Determinacy and Non-Classicality in Arithmetic

Key data of the project

Description of the project

The mathematician’s self-image is often portrayed as that of a theoretician studying a domain of immutable truths, a domain devoid of ambiguity or indeterminacy. To give a well-known example, take Goldbach’s Conjecture, the statement that every even number greater than two is the sum of two prime numbers. Although it remains open at present, orthodoxy has it that the Conjecture has a determinate truth-value: that there is a fact of the matter about whether the Conjecture is true. The opposite view, that the Conjecture is true relative to some intended ways of interpreting our mathematical theories but also false relative to others, would strike most has misguided. And what goes for Goldbach’s Conjecture is also said to go for any other sentence in the language of mathematics.

But is this picture sustainable in light of twentieth-century mathematics and philosophy? It seems not. The work of several logicians has shown just how pervasive so-called independent mathematical sentences are. These are sentences – sometimes of a very simple form, similar to Goldbach’s Conjecture – such that neither they nor their negations are provable from our most common mathematical theories alone. Standard logical results seem to suggest that independent sentences are true relative to some intended ways of interpreting our mathematical theories and false relative to others, yielding cases of indeterminacy. Faced with independence results, philosophers of mathematics divide themselves into two broad camps: some double down on the mathematician’s self-image and argue that independence only reveals that our theories do not describe mathematical truth with enough precision, whilst others renounce orthodoxy and accept that some mathematical sentences simply lack determinate truth-values.
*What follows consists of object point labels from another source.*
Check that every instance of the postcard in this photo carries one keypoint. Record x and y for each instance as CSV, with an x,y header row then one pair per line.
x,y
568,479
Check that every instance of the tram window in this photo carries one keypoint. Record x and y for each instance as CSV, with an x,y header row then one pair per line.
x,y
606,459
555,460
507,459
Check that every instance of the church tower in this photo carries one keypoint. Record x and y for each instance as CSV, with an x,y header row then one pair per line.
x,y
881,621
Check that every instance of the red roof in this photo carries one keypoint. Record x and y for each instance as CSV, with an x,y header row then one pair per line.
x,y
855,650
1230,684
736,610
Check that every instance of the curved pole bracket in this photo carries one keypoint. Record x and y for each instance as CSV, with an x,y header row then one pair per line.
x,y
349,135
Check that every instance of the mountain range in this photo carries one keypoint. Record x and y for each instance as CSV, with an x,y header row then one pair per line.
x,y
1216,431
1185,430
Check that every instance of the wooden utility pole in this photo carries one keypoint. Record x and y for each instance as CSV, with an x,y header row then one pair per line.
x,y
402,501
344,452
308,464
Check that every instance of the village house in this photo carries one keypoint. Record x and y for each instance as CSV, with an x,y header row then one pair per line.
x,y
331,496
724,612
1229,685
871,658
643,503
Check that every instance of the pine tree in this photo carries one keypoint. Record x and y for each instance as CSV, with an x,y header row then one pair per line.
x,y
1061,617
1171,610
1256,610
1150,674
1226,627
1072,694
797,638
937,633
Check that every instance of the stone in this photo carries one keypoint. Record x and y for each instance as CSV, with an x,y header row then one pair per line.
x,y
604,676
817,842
We think that progress on questions about determinacy has been hampered by researchers’ strict reliance on classical logic. That is, questions about determinacy have, on the whole, been studied within a single logical framework – with its particular rules, languages, and other formal properties – which, as we see it, has had the effect of obscuring important mathematical structures together with the philosophical information that these structures provide.

In this project, we systematically develop the distinctive dialectical move of analyzing traditional theorems and arguments through the lens of non-classical logic. We contend that the application of non-classical logics lends support to the thesis of mathematical indeterminacy, evincing an earlier conjecture found in the literature to the effect that the present confidence in arithmetical determinacy is merely contingent on present mathematical techniques. Furthermore, our results pave the way for new theories of arithmetic and their philosophy, and afford original perspectives on old philosophical problems about truth and reference.